No matter what number N is, it ends up at 1. To be precise, it is the 4-2-1 cycle that cannot escape from the bottom.
.text. global main main: mov R1, #123 /* R1 ← 123 */ mov R2, #0 /* R2 ← 0 */ loop: CMP r1, #1 /* compare r1 and 1 */ beq end /* branch to end if R1 == 1 */ #0 /* compare r3 and 0 */ bne odd /* branch to odd if r3 ! = 0 */ even: mov R1, r1, ASR #1 /* R1 ← (R1 >> 1) */ b end_loop odd: Add R1, R1, R1, LSL #1 /* R1 ← R1 + (R1 << 1) */ add R1, R1, #1 /* R1 ← R1 + 1 */ end_loop: Add R2, R2, #1 /* R2 ← R2 + 1 */ b loop /* branch to loop */ end: mov r0, R2 bx lrCopy the code
as -g -o collatz.o collatz.s
gcc -o collatz collatz.o
The command output is as follows:
./collatz
echo $?
46
That’s 46 changes.
The entry parameter is 123, and the steps are as follows:
[123, 370, 185, 556, 278, 139, 418, 209, 628, 314, 157, 472, 236, 118, 59, 178, 89, 268, 134, 67, 202, 101, 304, 152, 76, 38, 19, 58, 29, 88, 44, 22, 11, 34, 17, 52, 26, 13, 40, 20, 10, 5, 16, 8, 4, 2, 1]
C code
#include <stdio.h> #include <stdint.h> int main () { unsigned long long i,n,x = 0; Int count = 0; int max = 0; n = 123; i = n; while(i!

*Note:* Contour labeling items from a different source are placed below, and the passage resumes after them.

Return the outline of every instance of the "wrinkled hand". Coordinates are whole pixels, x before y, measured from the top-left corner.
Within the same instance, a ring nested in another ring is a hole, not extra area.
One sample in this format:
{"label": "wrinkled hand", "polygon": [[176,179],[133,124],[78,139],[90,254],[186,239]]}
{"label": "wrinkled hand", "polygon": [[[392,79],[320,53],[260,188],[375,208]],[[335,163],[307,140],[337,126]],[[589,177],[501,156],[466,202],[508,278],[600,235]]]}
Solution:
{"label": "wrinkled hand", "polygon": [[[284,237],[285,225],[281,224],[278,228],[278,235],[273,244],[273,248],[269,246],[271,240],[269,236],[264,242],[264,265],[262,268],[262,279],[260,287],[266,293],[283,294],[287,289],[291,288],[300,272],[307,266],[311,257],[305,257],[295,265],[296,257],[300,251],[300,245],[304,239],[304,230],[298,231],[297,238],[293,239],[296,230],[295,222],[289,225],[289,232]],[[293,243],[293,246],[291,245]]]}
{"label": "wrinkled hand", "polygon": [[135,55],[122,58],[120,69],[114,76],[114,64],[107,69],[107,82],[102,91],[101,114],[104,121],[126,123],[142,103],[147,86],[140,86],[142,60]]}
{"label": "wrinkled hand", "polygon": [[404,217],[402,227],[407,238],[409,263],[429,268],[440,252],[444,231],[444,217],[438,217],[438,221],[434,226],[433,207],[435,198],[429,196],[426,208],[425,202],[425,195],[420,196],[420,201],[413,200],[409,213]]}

If (I %2 == 1) {if(I %2 == 1) {if(I %2 == 1); } else if(I %2 == 0) {I = I /2; } count++; Printf (" current: %llu[%d]\n",n, count); return 0; }Copy the code
gcc -o collatz-c collatz.c
That’s 46 changes.
64-bit example hail conjecture
.arch armv8-a. Global _start. text _start: mov x1, #123 /* R1 ← 123 */ mov x2, #0 /* R2 ← 0 */ loop: CMP x1, # compare r1 and 1 * 1 / * / / * branch beq end to end the if r1 = = 1 * / and x3, x1, # 1 / * 1 * / CMP x3 please r1 and r3, #0 /* compare r3 and 0 */ bne odd /* branch to odd if r3 ! = 0 */ even: mov x1, x1, ASR #1 /* R1 ← (r1 >> 1) */ b end_loop odd: Add x1, x1, x1, LSL #1 /* R1 ← R1 + (r1 << 1) */ add x1, x1, #1 /* R1 ← R1 + 1 */ end_loop: Add x2, x2, #1 /* R2 ← R2 + 1 */ b loop /* branch to loop */ end: mov x0,x2 mov x8, 93 SVC 0Copy the code
as -g -o collatz64.o collatz64.s
ld -o collatz64 collatz64.o
The result is as follows:
echo $?
46
From here we can see how simple it is to switch from 32-bit ARM assembly to 64-bit. Note the register changes and how you exit.